Organizations that deliver well on the above objectives are the ones that are the stuff of business legend, particularly when the further challenges of globalization and economic turbulence are added to the mix. It is in exactly this environment that the application of sales method, process, and technology reaps its biggest benefits.

Revenue Synergies
The most important thing to demonstrate post-merger is that revenue synergies promised during merger announcements can be made a reality. The execution challenge here lies in the need to get sales teams from two organizations selling efficiently with an expanded product or services set. And that’s where having a strong sales methodology is key. A common sales method provides the insight and skills that sales teams need, especially in times of change. Rather than hope that sales people understand how to approach accounts to deliver the new message and excitement of new product and services, you can have confidence that they’re working strategically, qualifying opportunities correctly, understanding the ever-changing political landscape of their clients and prospects, and driving to close as quickly and efficiently as possible.

Cost Synergies
Right behind the intense revenue pressure that accompanies mergers is the need to reduce expenses through cost synergies. This typically means one thing: get more done with fewer resources. Eliminating redundancies in the combined organization often results in reduced support staff, and sometimes means fewer sales people as well. Added pressure comes from the inevitable voluntary turnover that accompanies most mergers. And yet, this leaner sales organization is expected to produce the revenue synergies discussed above. How can this be accomplished? In addition to ensuring that you team has the sales methodology skills needed to tackle a more involved sale, having a rigorous sales process moves from nice-to-have to absolutely critical.

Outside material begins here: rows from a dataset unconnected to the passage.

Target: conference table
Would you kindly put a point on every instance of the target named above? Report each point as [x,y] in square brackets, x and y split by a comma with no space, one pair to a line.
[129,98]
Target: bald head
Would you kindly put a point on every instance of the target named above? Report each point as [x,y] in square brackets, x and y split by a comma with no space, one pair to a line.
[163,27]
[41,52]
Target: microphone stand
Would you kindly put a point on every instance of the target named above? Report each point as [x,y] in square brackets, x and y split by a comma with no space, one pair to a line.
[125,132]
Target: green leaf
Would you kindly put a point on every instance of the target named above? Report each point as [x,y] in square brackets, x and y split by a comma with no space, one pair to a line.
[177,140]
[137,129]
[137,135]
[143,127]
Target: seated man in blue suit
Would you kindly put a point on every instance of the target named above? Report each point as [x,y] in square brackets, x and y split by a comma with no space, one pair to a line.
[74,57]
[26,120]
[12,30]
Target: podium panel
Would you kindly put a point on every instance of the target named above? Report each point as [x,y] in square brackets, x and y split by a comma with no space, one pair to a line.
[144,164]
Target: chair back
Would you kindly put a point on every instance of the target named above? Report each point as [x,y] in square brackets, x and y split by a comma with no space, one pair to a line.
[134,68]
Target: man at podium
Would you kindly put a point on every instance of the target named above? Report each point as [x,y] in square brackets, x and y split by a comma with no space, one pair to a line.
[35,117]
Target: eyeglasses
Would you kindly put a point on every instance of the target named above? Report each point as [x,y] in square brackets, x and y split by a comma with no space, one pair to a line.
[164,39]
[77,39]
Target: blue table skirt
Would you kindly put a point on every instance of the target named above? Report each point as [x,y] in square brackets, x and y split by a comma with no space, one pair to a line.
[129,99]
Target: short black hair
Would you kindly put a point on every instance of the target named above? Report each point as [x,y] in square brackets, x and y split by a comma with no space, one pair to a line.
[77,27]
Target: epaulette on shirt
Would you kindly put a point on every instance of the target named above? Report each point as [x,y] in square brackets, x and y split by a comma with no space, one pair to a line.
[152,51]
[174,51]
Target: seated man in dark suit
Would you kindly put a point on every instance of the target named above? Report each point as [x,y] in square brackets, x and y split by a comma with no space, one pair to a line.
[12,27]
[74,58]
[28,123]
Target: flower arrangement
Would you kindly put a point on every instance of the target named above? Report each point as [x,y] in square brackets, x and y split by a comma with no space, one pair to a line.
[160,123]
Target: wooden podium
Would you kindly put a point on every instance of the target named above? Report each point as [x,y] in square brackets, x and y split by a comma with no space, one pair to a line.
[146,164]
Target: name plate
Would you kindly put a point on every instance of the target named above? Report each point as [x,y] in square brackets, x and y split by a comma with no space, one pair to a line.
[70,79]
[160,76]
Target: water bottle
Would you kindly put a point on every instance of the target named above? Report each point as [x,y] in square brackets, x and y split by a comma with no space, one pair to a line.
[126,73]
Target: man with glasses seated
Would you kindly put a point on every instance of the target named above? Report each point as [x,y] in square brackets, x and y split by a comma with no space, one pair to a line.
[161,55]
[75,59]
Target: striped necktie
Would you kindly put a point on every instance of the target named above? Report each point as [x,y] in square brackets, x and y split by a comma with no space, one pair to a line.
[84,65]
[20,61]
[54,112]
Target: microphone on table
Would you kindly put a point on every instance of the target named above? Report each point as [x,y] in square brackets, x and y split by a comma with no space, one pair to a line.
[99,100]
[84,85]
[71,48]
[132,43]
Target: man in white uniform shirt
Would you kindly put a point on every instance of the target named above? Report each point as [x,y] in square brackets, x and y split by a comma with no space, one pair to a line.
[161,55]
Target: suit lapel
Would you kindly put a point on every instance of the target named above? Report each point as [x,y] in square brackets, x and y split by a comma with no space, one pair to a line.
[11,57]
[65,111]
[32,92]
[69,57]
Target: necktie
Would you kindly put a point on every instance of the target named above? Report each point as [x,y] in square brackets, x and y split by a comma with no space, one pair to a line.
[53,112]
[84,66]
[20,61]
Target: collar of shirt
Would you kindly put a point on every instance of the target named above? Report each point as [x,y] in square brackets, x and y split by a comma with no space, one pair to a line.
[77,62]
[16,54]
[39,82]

Without a defined and measured sales process in place, existing sales talent will be slower to move through the sales cycle for additional products and services that are now part of their portfolio. Moreover, you as management will have a difficult time accurately forecasting their performance during this critical time of scrutiny by the stakeholders that approved the merger transaction. 


Cultural Compatibility
The other important objective in any merger is to integrate the cultures of the two companies being combined, and this is a particular challenge in sales. There is inevitable territory overlap, and often there is also overlap in the product mix, leading to natural tension between sales teams. In some cases, there is outright hostility when former marketplace competitors are merged. While there is no substitute for good management in these situations, having a common sales methodology and process has proven very helpful with a number of our customers.

The simple reason is that the standardized approach, common language and steps, and the use of automation of that sales method, process, and technology provides help to bridge cultural, organizational and time zone gaps. Having good performance measurement and coaching tools also cuts through the bluster that can creep in during these merger transitions. We’ve all seen this situation where fear of change leads sales people to overstate or even manufacture performance claims. Using an unbiased system to help adjudicate these cases, provide coaching, and as necessary aid management in making organizational change decisions is something that customers rely on during times when emotions run high. And where you have strong performers that are at risk of resigning and heading for greener pastures, it’s important to note that in addition to making them more effective, the use and reinforcement of sales methodology can reduce sales force turnover by more than 40%.